Researchers in Japan have developed a process for asymmetric synthesis of optically active alcohol derivatives. Yutaka Ukaji and his colleagues at the Division of Material Sciences, Kanazawa University, Kanazawa, Japan, converted a divinyl carbinol —1,4-pentadien-3-ol — to optically active trans-pyrazolidines at enantioselectivities as high as 99%. The researchers term their development an attractive and unique reaction scheme that could be useful for preparation of optically active nitrogen- and oxygen-containing chemicals.
The route involves the desymmetrization of the divinyl carbinol by the asymmetric 1,3-dipolar cycloaddition of azomethine imines using diisopropyl (R,R)-tartrate as the chiral auxiliary. The resultant trans-pyrazolidines contain a double bond and a hydroxyl group on the size chain. More details appear in a recent article in Chemistry, A European Journal.

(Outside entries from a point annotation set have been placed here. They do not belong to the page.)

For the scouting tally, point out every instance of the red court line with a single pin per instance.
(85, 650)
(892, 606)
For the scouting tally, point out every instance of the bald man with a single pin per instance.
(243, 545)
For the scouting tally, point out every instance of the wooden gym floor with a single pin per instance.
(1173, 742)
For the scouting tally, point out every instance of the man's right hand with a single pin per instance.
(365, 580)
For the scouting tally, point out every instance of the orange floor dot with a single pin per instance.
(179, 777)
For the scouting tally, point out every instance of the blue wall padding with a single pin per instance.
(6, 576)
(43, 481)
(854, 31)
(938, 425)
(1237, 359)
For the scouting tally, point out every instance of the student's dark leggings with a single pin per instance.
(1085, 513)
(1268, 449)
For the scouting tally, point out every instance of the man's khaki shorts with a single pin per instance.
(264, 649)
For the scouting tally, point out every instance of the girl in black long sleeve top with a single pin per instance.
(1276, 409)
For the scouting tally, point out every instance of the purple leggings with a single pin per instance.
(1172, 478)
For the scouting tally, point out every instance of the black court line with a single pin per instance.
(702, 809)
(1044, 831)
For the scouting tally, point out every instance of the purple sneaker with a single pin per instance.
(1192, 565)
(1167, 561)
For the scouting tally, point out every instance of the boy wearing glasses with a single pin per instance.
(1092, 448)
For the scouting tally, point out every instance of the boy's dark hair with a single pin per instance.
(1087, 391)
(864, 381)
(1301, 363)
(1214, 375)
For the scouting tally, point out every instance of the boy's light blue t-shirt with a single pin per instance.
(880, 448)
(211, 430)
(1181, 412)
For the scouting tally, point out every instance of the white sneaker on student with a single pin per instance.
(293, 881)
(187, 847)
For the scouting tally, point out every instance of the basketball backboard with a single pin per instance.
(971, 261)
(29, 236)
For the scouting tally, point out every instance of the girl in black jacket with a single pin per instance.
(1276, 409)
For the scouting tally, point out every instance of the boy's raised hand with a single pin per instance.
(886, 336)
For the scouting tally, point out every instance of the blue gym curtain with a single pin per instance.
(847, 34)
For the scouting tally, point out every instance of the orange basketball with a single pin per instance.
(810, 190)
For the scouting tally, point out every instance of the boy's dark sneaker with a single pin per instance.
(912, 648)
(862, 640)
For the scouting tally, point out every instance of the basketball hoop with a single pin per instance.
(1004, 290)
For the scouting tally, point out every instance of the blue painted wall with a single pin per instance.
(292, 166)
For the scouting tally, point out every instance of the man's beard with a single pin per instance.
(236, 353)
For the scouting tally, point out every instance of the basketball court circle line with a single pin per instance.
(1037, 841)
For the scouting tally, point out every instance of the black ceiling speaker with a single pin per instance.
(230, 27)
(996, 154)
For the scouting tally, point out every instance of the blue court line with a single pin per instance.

The researchers now are using the method to synthesize optically active and biologically active compounds.
The approach suits not only divinyl carbinols but also other allylic and homoallylic alcohols, notes Ukaji.
Key challenges are reducing the level of the chiral auxiliary to the catalytic amount, replacing the solvent with a more environmentally benign one, and successfully scaling up the process, he says.